Indianola is a town in Pittsburg County, Oklahoma, United States. As of the 2020 census, the community had 148 residents.

==History==
Indianola probably began in 1875, when H. M. McElhany moved to the area and opened a one-room store. The store also served as a mail drop for local residents. The mail was delivered by horseback from the nearby town of Canadian, Oklahoma. McElhany stayed in business for about three years, then sold the store to Albert S. Cornelison and James H. Bynum. An actual post office was established at Indianola, Indian Territory on January 16, 1891, with Bynum being appointed as the first postmaster.

At the time of its founding, Indianola was located in Tobucksy County, Choctaw Nation.

According to the Encyclopedia of Oklahoma History and Culture, there are two versions of how the community acquired its name. One version says the name was on a stove in the general store. The other version says that the name honored Indianola, Mississippi.

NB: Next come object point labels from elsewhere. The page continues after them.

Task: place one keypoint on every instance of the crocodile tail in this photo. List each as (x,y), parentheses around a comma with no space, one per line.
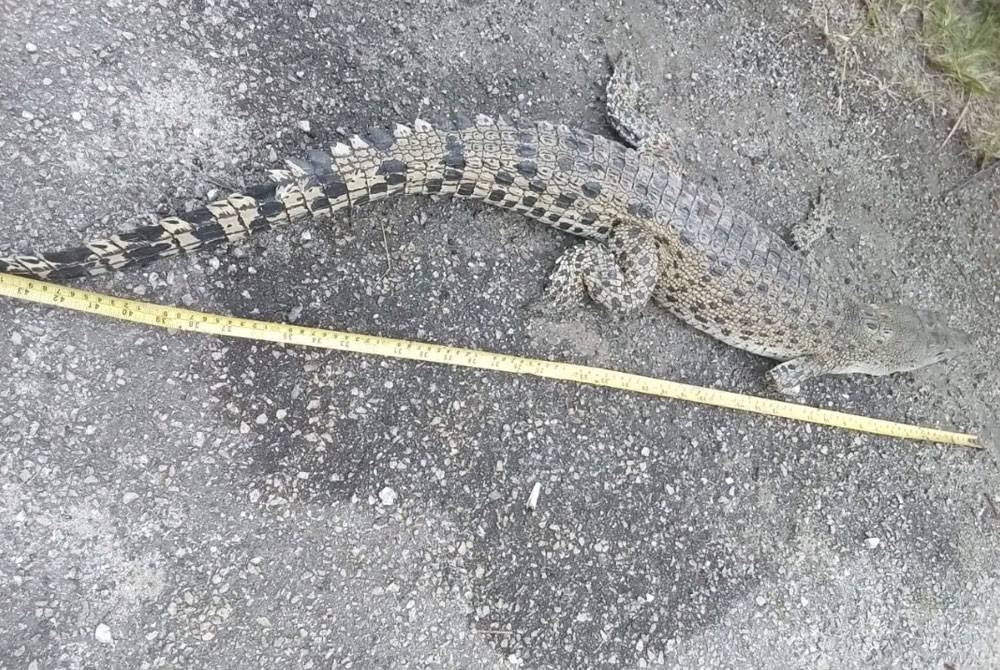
(230,219)
(417,159)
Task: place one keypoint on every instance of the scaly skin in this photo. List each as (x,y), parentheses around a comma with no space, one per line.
(651,234)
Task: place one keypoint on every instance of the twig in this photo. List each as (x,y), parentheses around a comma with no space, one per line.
(958,122)
(385,245)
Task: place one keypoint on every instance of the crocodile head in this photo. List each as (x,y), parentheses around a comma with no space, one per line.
(893,338)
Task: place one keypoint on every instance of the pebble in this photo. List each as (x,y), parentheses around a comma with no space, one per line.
(388,496)
(103,634)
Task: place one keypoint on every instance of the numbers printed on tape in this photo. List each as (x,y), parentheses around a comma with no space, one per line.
(175,318)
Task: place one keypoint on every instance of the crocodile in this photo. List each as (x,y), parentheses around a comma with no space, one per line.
(650,233)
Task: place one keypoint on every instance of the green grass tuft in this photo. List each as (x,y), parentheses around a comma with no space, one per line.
(963,41)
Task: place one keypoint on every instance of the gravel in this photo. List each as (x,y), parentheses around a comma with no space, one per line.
(168,500)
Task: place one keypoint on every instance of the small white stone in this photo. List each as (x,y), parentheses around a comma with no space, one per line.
(103,634)
(388,496)
(536,491)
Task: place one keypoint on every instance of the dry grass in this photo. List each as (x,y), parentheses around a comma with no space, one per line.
(945,51)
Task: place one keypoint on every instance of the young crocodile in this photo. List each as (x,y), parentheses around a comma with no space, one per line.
(650,233)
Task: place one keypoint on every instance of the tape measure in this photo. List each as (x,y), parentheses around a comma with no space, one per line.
(212,324)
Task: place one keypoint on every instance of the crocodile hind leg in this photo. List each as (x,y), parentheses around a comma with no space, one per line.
(629,113)
(786,378)
(620,274)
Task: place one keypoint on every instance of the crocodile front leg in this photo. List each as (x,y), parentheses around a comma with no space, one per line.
(619,274)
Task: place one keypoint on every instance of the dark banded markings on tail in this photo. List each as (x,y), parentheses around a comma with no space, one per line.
(269,208)
(228,219)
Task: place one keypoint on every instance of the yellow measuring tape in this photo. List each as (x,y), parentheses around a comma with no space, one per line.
(213,324)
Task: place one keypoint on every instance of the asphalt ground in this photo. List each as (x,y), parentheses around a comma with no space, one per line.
(170,500)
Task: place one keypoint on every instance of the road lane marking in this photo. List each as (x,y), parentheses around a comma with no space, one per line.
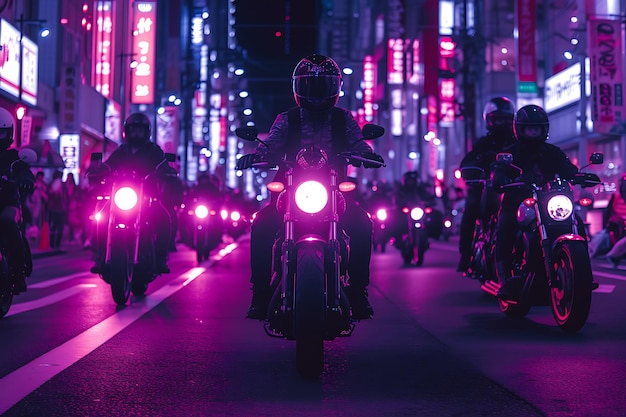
(55,281)
(21,382)
(609,275)
(18,308)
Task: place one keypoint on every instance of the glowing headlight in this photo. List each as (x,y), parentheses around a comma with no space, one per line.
(125,198)
(235,216)
(560,208)
(417,213)
(311,197)
(201,211)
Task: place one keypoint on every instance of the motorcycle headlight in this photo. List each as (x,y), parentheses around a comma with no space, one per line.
(417,213)
(201,211)
(311,197)
(560,208)
(125,198)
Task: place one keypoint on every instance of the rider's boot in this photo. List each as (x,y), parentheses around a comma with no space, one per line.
(510,287)
(359,302)
(260,302)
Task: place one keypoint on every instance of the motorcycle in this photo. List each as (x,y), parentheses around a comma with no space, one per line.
(130,260)
(6,286)
(309,302)
(423,221)
(482,265)
(208,227)
(550,251)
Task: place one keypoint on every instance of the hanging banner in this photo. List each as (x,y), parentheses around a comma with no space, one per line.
(607,74)
(144,44)
(526,44)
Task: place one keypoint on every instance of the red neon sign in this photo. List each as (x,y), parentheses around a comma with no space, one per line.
(144,42)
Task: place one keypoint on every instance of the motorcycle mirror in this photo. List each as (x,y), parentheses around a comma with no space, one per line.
(371,131)
(596,158)
(248,133)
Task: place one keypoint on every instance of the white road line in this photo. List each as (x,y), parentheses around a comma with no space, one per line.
(18,308)
(21,382)
(55,281)
(621,277)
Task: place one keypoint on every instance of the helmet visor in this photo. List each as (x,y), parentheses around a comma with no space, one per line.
(323,86)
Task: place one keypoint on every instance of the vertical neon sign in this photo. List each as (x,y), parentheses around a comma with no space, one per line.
(144,42)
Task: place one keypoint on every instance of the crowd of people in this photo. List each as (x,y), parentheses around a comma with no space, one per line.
(57,212)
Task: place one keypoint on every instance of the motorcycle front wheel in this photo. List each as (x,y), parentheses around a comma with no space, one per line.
(571,293)
(121,274)
(309,311)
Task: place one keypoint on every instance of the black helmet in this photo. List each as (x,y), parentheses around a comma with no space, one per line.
(6,129)
(531,116)
(498,115)
(316,83)
(137,129)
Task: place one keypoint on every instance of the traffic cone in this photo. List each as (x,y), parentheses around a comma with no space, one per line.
(44,238)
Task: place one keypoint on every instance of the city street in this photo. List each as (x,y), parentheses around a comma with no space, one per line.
(437,346)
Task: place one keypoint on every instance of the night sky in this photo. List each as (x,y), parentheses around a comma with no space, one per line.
(270,56)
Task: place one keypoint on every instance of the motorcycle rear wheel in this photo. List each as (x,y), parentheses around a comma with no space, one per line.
(309,311)
(571,294)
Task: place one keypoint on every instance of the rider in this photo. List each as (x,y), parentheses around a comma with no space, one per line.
(316,84)
(539,162)
(498,115)
(19,179)
(137,152)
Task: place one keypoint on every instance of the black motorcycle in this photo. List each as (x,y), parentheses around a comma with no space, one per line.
(309,304)
(482,264)
(6,286)
(550,251)
(130,260)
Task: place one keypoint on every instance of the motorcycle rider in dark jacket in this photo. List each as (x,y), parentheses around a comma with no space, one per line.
(540,162)
(21,180)
(138,153)
(316,84)
(498,115)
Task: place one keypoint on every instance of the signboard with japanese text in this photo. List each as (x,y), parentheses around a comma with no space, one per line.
(606,73)
(143,49)
(103,48)
(69,148)
(10,66)
(526,43)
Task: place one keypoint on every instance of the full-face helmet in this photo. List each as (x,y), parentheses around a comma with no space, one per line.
(531,125)
(137,129)
(316,83)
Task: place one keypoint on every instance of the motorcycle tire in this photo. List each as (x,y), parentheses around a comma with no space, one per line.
(309,310)
(121,270)
(571,294)
(6,294)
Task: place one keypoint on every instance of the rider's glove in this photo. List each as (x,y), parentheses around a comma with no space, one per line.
(247,161)
(372,156)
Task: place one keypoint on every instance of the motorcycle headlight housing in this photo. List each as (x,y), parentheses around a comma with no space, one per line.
(125,198)
(417,213)
(311,197)
(560,208)
(201,211)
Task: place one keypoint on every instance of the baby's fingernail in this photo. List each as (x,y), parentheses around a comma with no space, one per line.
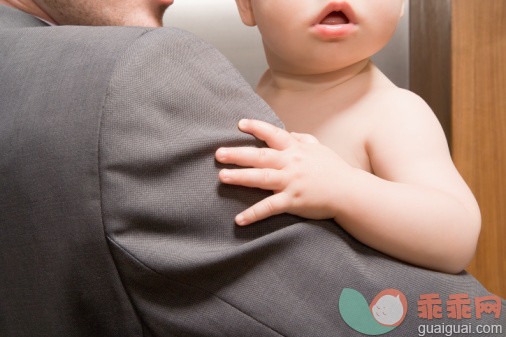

The first school in Indianola was organized in February 1895. In 1898, Lyman H. Perkins, a Choctaw farmer who had originally all the land on which Indianola was built, donated 1 acre for construction of a Methodist church. In 1902, the Fort Smith and Western Railway
built a track north of town. Indianola quickly relocated to be adjacent to the track, and the residents built a new school building. Lyman Perkins and his wife donated 4 acres to the new town, which retained the name Indianola. The former site was simply called "Old Town." By 1910, the community claimed 781 residents, which was the all-time high.

==Geography==
Indianola is located on the south bank of the South Canadian River, approximately 18 miles north of McAlester.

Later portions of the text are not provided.